Because there's no problem being a visionary, and there's no problem being an operator. The thing is, if you have one or the other, you're going to miss out. So Scott, where can people get ahold of you? Where can they connect with you?

Learn more & get in touch

Scott: All over social media. I wish I could say I was the only Scott Ritzheimer but my dad stole that title first. So you'll have to figure out which one of us is us. I'm the one who looks like he's 22, we'll put it that way. But if you got to scalearchitects.com we've got everything there. We've got a couple of free assessments that are super, super powerful. We use it with all of our clients and go deep, but you can use it absolutely for free right there on the website. There's one that'll tell you what stage your business is in. There's another one that will tell you what leadership style you have. So it's not like a lot of others where you pay $100 to get some, you know, fancy report. We just get right down to brass tacks and you can use that for yourself, for your entire team.

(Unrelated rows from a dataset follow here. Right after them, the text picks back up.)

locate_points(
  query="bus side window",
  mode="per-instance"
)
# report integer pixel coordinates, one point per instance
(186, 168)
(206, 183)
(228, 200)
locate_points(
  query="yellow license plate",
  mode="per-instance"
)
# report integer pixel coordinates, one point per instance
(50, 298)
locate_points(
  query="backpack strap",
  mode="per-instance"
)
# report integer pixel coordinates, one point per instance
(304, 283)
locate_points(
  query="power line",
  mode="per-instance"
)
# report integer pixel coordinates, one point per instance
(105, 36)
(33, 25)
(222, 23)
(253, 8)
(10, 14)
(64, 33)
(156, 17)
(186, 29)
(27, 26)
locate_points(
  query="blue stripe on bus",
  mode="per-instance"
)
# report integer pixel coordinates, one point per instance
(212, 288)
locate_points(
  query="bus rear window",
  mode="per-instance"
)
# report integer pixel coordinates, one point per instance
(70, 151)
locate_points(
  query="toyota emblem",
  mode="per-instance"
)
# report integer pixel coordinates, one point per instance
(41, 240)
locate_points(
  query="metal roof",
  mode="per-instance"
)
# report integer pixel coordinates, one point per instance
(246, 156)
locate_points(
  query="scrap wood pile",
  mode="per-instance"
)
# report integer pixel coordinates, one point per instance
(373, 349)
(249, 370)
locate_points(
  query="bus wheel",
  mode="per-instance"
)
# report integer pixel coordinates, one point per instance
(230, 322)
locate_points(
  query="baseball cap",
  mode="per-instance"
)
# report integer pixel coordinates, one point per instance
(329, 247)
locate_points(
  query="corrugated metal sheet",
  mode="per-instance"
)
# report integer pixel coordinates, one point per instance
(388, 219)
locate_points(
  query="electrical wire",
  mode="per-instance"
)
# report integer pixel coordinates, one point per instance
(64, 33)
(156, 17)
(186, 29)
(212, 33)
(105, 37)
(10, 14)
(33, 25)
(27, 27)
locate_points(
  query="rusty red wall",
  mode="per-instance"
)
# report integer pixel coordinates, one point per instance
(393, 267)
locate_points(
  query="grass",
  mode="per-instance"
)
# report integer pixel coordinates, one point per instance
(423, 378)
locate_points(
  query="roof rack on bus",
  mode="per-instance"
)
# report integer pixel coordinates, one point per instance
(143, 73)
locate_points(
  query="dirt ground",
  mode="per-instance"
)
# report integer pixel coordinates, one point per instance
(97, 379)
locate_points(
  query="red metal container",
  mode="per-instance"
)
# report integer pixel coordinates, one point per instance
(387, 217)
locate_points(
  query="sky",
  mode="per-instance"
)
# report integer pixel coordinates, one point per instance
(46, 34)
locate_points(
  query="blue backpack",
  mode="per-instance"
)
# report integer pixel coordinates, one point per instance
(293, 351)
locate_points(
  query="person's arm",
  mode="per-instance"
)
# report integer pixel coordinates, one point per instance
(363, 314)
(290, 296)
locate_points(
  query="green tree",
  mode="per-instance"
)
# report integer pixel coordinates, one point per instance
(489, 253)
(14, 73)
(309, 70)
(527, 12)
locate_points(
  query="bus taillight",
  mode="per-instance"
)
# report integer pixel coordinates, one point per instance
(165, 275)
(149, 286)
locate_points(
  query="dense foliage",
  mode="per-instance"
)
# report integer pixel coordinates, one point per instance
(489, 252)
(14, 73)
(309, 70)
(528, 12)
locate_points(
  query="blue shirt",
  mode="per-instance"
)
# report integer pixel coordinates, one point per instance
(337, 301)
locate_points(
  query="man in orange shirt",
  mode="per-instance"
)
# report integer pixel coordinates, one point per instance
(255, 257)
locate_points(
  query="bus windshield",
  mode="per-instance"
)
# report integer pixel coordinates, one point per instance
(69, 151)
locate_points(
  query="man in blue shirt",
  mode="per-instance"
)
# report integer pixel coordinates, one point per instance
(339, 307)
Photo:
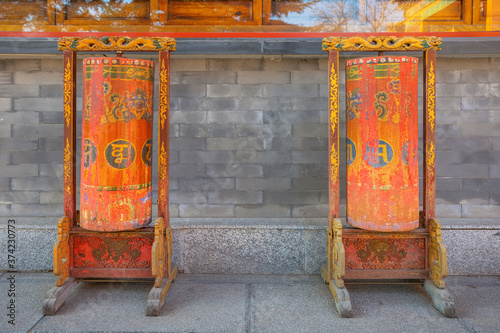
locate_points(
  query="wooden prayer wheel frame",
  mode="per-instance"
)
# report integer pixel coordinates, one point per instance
(428, 262)
(157, 241)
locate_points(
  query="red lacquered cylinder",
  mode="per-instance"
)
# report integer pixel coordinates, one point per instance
(117, 117)
(382, 143)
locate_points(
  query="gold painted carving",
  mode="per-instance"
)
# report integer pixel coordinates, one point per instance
(68, 87)
(68, 152)
(116, 43)
(162, 175)
(336, 254)
(382, 43)
(158, 252)
(431, 96)
(164, 98)
(437, 254)
(334, 118)
(61, 251)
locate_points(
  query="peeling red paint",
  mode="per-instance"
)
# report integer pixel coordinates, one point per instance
(117, 119)
(382, 143)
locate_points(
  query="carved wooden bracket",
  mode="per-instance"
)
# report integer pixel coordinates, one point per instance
(116, 43)
(381, 43)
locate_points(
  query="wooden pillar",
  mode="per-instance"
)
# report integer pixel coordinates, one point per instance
(164, 129)
(429, 205)
(333, 137)
(69, 163)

What you'll find if you take those two assessments, you'll see how those two need to line up. A big question that folks are asking is "what leaders do I need to move forward?" And those two quizzes together will solve that problem for you. That's fantastic.

Anthony: Awesome. Thank you, Scott. It's been a personal pleasure. So much info today - I really appreciate it. And yeah, I hope you have an awesome rest of the weekend. Thanks for the time today.

Scott: Absolutely. It was my pleasure. Thanks, Anthony.

Anthony: Folks, my guest today has been Scott Ritzheimer, who is the CEO of Scale Architects. Connect with him, take an assessment. And as you go on your journey of creating impact, whether that's in the for profit world, the non-profit world, or somewhere in between, recognize you need to build the great team around you to complement you, so that you can do great things in the world.

So I appreciate you listening today. This has been the Strategy & Leadership Podcast.